Capitol Riot Probe Seeks to Question House GOP Leader McCarthy

The panel investigating the Jan. 6 insurrection at the U.S. Capitol has asked the House Republican leader, Kevin McCarthy, to answer questions about his communications with then-President Donald Trump and others before and after a mob stormed the building.

The committee wants to “learn about how the president’s plans for Jan. 6th came together, and all the other ways he attempted to alter the results of the election,” Representative Bennie Thompson, a Mississippi Democrat who is chair of the select committee, wrote in a letter to McCarthy requesting the interview.

McCarthy, who has publicly acknowledged talking directly with Trump by telephone that day, said he would decline the request. 

“As a representative and the leader of the minority party, it is with neither regret nor satisfaction that I have concluded to not participate with this select committee’s abuse of power that stains this institution today and will harm it going forward,” McCarthy said in a statement on Wednesday night.

The panel has previously requested interviews with two other Republican lawmakers, Representatives Jim Jordan of Ohio and Scott Perry of Pennsylvania. Perry has tweeted he will refuse, and Jordan on Sunday sent Thompson a letter indicating he also will not voluntarily speak to the committee. 

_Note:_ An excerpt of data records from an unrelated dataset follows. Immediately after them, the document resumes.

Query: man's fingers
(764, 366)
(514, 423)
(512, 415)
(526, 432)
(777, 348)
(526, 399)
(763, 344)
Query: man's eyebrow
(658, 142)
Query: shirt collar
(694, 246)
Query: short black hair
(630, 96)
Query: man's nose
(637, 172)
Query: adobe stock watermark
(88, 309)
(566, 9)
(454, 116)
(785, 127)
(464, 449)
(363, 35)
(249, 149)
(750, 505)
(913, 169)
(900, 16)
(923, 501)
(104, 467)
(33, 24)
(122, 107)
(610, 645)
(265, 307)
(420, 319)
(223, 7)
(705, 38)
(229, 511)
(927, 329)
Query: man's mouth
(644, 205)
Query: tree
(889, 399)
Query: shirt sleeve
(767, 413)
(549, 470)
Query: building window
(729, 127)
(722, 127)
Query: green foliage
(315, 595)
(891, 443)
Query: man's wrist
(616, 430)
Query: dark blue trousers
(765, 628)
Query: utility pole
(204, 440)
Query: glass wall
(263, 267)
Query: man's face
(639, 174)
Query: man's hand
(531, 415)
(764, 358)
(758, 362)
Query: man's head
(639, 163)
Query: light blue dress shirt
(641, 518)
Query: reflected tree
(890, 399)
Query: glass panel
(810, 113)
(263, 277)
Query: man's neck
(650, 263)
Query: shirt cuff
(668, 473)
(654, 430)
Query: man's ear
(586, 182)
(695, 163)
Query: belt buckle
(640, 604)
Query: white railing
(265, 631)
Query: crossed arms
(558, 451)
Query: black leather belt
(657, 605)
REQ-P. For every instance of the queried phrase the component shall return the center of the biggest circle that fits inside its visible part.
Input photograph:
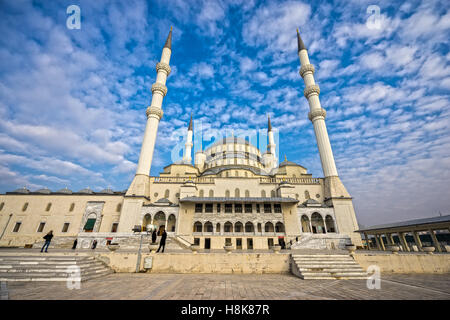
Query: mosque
(233, 194)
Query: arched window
(329, 222)
(207, 227)
(198, 226)
(268, 227)
(305, 224)
(228, 227)
(317, 223)
(279, 227)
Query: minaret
(317, 113)
(139, 186)
(335, 194)
(187, 158)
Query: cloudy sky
(72, 102)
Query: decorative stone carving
(317, 113)
(164, 67)
(306, 68)
(311, 90)
(159, 87)
(154, 110)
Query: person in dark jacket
(48, 237)
(75, 244)
(162, 243)
(154, 235)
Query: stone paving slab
(235, 287)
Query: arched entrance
(317, 223)
(160, 222)
(171, 223)
(329, 222)
(305, 224)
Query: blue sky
(72, 102)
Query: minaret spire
(187, 158)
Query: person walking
(74, 246)
(48, 237)
(162, 243)
(154, 235)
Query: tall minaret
(335, 194)
(154, 114)
(317, 113)
(187, 158)
(272, 146)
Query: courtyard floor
(232, 287)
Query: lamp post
(149, 228)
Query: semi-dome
(233, 151)
(44, 191)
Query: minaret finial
(169, 40)
(190, 124)
(301, 45)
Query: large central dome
(233, 151)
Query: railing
(182, 179)
(290, 180)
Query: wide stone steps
(50, 268)
(322, 266)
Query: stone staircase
(50, 268)
(326, 266)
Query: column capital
(164, 67)
(312, 115)
(159, 87)
(310, 90)
(306, 68)
(154, 110)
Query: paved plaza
(232, 287)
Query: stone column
(435, 241)
(367, 241)
(377, 242)
(417, 240)
(402, 237)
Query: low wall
(201, 262)
(406, 263)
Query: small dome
(65, 190)
(107, 191)
(86, 190)
(44, 191)
(22, 190)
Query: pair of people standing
(162, 242)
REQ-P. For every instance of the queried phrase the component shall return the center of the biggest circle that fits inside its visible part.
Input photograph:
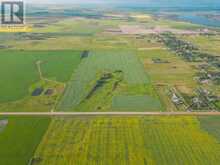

In his letter to McCarthy, Thompson cited comments the GOP leader made to CBS about his call with Trump while the mob swarmed the Capitol.

“I told him he needs to talk to the nation. I told him what was happening right then,” McCarthy said in that exchange. “I was very clear with the president when I called him. This has to stop and he has to go to the American public and tell them to stop this.”

Representative Jaime Herrera Beutler, a Washington State Republican, said McCarthy relayed to her a slightly different account of the call at the time. Her statement was entered into the official record of Trump’s second impeachment trial last January.

“When McCarthy finally reached the president on Jan. 6 and asked him to publicly and forcefully call off the riot, the president initially repeated the falsehood that it was antifa that had breached the Capitol,” the statement said. “McCarthy refuted that and told the president that these were Trump supporters. That’s when, according to McCarthy, the president said: ‘Well, Kevin, I guess these people are more upset about the election than you are.”’

McCarthy hopes to become House speaker if Republicans win the House majority in the 2022 midterm elections. The panel’s work has been under attack by McCarthy and other Republicans, who say it is a partisan attempt to harm Trump and Republicans before the November congressional elections.

Thompson, who has said more than 350 people have spoken with the committee, proposed a committee meeting with McCarthy on Feb. 3 or Feb. 4 or during the week of Feb. 7.